Containers have been popular for some time now in the industry. It’s becoming as important as learning PowerShell. Have you try it?
While learning about Docker Container, I notice that is much easier to installed on a Linux system. In Windows, Hyper-V is a requirement to install Docker, and specially if you want to use the “Windows Subsystem in Linux” WSL feature, there’s more setup to complete. So, I’m not using Hyper-V, I’m using VMware Workstation. To keeping simple, I created an Ubuntu 18.04 VM using VMWare Workstation.
You can find the Docker CE installation instructions in the following link.
If you’re using Ubuntu 18.04. make sure to install Curl, as it isn’t included in the OS.
$ sudo apt install curl
After the Docker CE installation completes, make sure to run the “hello-world” to test the container runs.
If you have Hyper-V and you’re interested in pursuing making Docker CE works in Windows 10 WSL (Windows Subsystem for Linux), check the following link on “running-docker-on-bash-on-windows“.
Use PowerShell Core
Make sure you have the latest PowerShell Core installed. If it was previously installed, then use the “$ sudo apt upgrade” to get the latest version. Of course, this all depends on which installation method you previously chose to install PowerShell
Or, just go to the Github PowerShell page to get the latest version(s) for either GA (Generally Available) or the Preview.
Now, before starting to working with Docker as a non-root user, you will need to add the current user to the “Docker” group, by using the following command line:
$ sudo usermod -aG docker your-userid
Then, open a PowerShell Core session to start working with Docker containers.
The following docker commands are the essentials to work with containers and can be executed from within the PowerShell Core session:
1. Listing active container
PS /> docker ps -a
2. Listing images in your system
PS /> docker images
3. Get an container image
PS /> docker pull image-name (not GUID)
4. Image(s) cleanup
PS /> docker rmi image-GUID
If you want to find a particular image, then go to Docker Hub site. An account is required in order to login to the Docker Hub. In there you’ll find certified images that can download using the “docker pull <imagename>” command line.

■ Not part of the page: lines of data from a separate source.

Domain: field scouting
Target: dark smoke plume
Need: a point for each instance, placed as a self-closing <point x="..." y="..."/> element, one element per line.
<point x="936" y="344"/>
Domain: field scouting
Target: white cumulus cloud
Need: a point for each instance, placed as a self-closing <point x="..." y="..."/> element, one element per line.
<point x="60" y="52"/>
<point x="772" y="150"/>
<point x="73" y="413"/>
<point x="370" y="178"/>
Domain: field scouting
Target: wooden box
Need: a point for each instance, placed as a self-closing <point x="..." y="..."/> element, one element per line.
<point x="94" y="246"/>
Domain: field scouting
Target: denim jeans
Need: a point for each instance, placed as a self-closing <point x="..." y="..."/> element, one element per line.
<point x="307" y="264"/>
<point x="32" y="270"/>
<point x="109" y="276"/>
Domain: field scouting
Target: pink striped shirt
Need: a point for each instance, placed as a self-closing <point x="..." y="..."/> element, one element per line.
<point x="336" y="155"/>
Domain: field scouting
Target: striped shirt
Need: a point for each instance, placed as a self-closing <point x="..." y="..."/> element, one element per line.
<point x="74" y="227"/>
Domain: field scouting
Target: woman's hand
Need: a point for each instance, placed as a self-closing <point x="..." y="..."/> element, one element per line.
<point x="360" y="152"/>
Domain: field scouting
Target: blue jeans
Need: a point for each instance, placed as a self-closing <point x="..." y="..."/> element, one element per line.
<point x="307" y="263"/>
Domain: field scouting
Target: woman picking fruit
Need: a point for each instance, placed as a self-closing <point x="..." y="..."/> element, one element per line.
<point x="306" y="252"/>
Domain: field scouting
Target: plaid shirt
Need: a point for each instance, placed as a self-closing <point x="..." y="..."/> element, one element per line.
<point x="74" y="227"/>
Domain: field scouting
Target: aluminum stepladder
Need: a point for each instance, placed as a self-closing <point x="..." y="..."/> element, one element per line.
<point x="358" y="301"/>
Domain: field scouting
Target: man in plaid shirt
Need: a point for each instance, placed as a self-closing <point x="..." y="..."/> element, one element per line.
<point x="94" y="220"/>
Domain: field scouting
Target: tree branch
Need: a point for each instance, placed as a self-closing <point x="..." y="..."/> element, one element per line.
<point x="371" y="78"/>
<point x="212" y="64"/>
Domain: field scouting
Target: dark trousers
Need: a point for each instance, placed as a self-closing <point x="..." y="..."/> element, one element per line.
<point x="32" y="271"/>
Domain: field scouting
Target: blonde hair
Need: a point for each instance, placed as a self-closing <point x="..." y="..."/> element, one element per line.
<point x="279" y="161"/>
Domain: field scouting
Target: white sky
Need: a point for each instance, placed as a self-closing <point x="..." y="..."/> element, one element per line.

Docker PowerShell Containers
Interesting enough, while doing a search in Docker Hub, I found ta couple of PowerShell Core containers available that caught my attention.
1. “PowerShell” (Verified Publisher).
Also, “PowerShell-Preview” is available under the PowerShell Core container page
To try them out, just execute the following command:
1. PowerShell – Read documentation. Then execute the following command line to pull the container to your system.
PS /> docker pull mcr.microsoft.com/powershell
2. Azure-PowerShell-Core – As of now, current documentation is out-dated. (
PS /> docker pull azuresdk/azure-powershell-core
PS /> docker pull mcr.microsoft.com/powershell:preview
After completing pulling the docker images, then we are ready to check the containers by executing the following command:
1. Execute PowerShell Core GA
docker run -it microsoft/powershell
2. Execute *Azure-PowerShell
docker run -it azuresdk/azure-powershell-core
3. Execute PowerShell Core Preview (latest)
docker run -it microsoft/powershell:preview
Note: It seems the Azure-PowerShell container is not currently up-to-date for both PowerShell Core GA and the Azure modules version. Just check for upcoming updates on these repositories later.
As you can see, working with Docker containers and PowerShell makes it a convenient test environment. Either way, if you’re want to use Linux terminal session with or without PowerShell, there’s no reason why not to try it. So, after you have created the linux VM and complete the installation of Docker CE, you’ll get it working in minutes.